Dall’Olanda alle Bermuda per diminuire l’impatto del Fisco che consente a Google – oggi Alphabet – di pagare il 6% sui profitti all’esterno degli Stati Uniti, un quarto circa dell’imposta media nei mercati sui quali opera.
Una vera e propria fuga per pagare meno tasse. Durante il 2014 il gigante internet americano ha trasferito 10,7 miliardi di euro dall’Europa alle isole dell’Atlatico eludendo in questo modo gran parte della sua imposta sul profitto all’estero.
Dai conti di Google Netherlands Holdings, azienda senza alcun dipendente, si evince che la divisione ha trasferito quasi tutti i ricavi, principalmente royalties dalla filiale irlandese, derivati dall’attività di Mountain View fuori dagli Usa. La strategia fiscale è nota come ‘double Irish, Dutch Sandwich’ e permette a Google, controllata dalla holding Alphabet, di evitare di innescare le imposte Usa sull’utile o le ritenute europee, dove si realizzano la maggior parte dei ricavi del gruppo all’estero. Il meccanismo del ‘panino olandese’ permette così ad Alphabet di godere di un’aliquota fiscale di appena il 6% sui guadagni realizzati fuori dagli Stati Uniti, mentre le Bermuda non hanno alcuna imposta sull’utile aziendale.

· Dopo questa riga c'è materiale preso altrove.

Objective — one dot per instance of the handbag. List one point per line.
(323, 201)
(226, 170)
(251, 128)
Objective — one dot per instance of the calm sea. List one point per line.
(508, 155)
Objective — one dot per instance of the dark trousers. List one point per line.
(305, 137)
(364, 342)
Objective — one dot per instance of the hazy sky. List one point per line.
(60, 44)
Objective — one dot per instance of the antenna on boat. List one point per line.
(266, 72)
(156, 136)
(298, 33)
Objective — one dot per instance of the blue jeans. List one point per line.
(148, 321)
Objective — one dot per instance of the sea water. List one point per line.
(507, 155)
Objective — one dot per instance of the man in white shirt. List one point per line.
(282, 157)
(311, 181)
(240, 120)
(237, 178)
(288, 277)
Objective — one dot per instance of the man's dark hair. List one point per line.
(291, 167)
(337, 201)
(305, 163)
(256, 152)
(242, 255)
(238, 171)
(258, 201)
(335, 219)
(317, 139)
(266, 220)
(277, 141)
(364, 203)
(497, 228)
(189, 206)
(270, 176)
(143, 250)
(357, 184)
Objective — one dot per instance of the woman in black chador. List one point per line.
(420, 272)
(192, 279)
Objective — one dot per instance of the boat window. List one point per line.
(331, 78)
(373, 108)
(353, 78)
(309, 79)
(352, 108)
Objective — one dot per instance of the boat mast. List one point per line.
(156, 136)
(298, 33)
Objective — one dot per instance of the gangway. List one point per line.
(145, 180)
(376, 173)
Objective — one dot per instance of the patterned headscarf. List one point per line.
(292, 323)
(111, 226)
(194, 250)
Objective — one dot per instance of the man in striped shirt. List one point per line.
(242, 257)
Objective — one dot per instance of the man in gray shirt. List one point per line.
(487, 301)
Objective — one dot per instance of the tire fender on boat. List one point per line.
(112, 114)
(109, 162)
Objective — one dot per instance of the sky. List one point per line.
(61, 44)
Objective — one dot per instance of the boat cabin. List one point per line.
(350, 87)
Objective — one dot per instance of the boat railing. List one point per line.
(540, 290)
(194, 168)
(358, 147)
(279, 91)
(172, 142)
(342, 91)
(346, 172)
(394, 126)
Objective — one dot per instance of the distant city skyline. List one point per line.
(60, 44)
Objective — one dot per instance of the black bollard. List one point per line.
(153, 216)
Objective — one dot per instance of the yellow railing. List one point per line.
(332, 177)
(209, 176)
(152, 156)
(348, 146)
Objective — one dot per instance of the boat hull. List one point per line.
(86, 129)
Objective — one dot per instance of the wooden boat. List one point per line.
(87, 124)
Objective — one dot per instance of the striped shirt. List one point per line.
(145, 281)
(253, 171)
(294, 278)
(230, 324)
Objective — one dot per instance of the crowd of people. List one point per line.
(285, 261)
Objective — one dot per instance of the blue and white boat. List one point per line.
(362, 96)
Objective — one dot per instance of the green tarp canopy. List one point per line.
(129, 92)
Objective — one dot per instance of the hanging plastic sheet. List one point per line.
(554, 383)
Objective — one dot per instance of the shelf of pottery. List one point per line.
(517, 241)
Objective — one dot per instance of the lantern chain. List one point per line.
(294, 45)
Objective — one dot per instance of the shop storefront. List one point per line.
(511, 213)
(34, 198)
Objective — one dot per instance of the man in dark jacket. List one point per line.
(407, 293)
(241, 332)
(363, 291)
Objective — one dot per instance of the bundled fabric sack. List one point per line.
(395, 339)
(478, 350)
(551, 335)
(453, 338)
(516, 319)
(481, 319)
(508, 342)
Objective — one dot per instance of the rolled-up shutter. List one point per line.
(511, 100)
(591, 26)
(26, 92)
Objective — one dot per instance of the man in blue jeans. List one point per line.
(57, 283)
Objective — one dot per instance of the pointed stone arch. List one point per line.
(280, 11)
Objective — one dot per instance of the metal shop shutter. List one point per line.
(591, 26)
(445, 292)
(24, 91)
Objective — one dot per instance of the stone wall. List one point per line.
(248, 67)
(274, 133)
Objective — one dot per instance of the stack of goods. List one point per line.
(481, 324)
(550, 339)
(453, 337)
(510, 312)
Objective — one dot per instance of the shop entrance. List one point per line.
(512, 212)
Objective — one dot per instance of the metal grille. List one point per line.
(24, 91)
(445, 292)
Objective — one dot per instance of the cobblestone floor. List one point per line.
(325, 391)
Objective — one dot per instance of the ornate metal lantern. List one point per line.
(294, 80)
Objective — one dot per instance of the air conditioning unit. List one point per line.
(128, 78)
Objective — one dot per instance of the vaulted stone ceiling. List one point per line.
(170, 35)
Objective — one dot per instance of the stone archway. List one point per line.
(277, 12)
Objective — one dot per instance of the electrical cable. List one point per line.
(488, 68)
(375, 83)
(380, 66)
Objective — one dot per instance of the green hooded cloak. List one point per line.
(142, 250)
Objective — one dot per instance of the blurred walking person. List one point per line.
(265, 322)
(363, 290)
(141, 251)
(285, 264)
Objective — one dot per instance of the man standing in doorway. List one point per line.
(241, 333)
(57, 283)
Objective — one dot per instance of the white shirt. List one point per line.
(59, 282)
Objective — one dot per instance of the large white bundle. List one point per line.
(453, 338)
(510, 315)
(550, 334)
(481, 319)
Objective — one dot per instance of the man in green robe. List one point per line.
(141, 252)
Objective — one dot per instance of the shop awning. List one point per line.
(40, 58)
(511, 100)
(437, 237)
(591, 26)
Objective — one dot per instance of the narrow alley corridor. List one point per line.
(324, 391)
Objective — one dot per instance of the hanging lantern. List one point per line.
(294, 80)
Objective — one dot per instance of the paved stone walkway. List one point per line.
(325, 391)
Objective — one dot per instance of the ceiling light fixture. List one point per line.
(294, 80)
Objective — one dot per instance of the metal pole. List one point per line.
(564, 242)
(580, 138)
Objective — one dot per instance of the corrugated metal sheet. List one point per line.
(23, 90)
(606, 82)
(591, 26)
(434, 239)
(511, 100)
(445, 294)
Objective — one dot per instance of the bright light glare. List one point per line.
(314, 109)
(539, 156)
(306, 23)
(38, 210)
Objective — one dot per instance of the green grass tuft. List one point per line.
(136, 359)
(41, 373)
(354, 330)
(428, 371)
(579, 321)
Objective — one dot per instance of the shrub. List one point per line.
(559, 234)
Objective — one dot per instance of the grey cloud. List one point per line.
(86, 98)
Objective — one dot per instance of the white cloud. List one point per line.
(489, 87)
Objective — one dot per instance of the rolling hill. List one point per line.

“Seguiamo le regole fiscali di tutti i paesi nei quali operiamo” dice un portavoce di Google, ma nel frattempo l’elusione fiscale è salita in cima all’agenda politica europea mettendo il gigante di Mountain View nel mirino degli addetti ai lavoro. Il Parlamento inglese sta infatti chiedendo conto alla società dell’intesa fiscale che ha permesso a Google di pagare 200 milioni di sterline di tasse tra il 2005 e il 2015 a fronte di ricavi per 24 miliardi di sterline.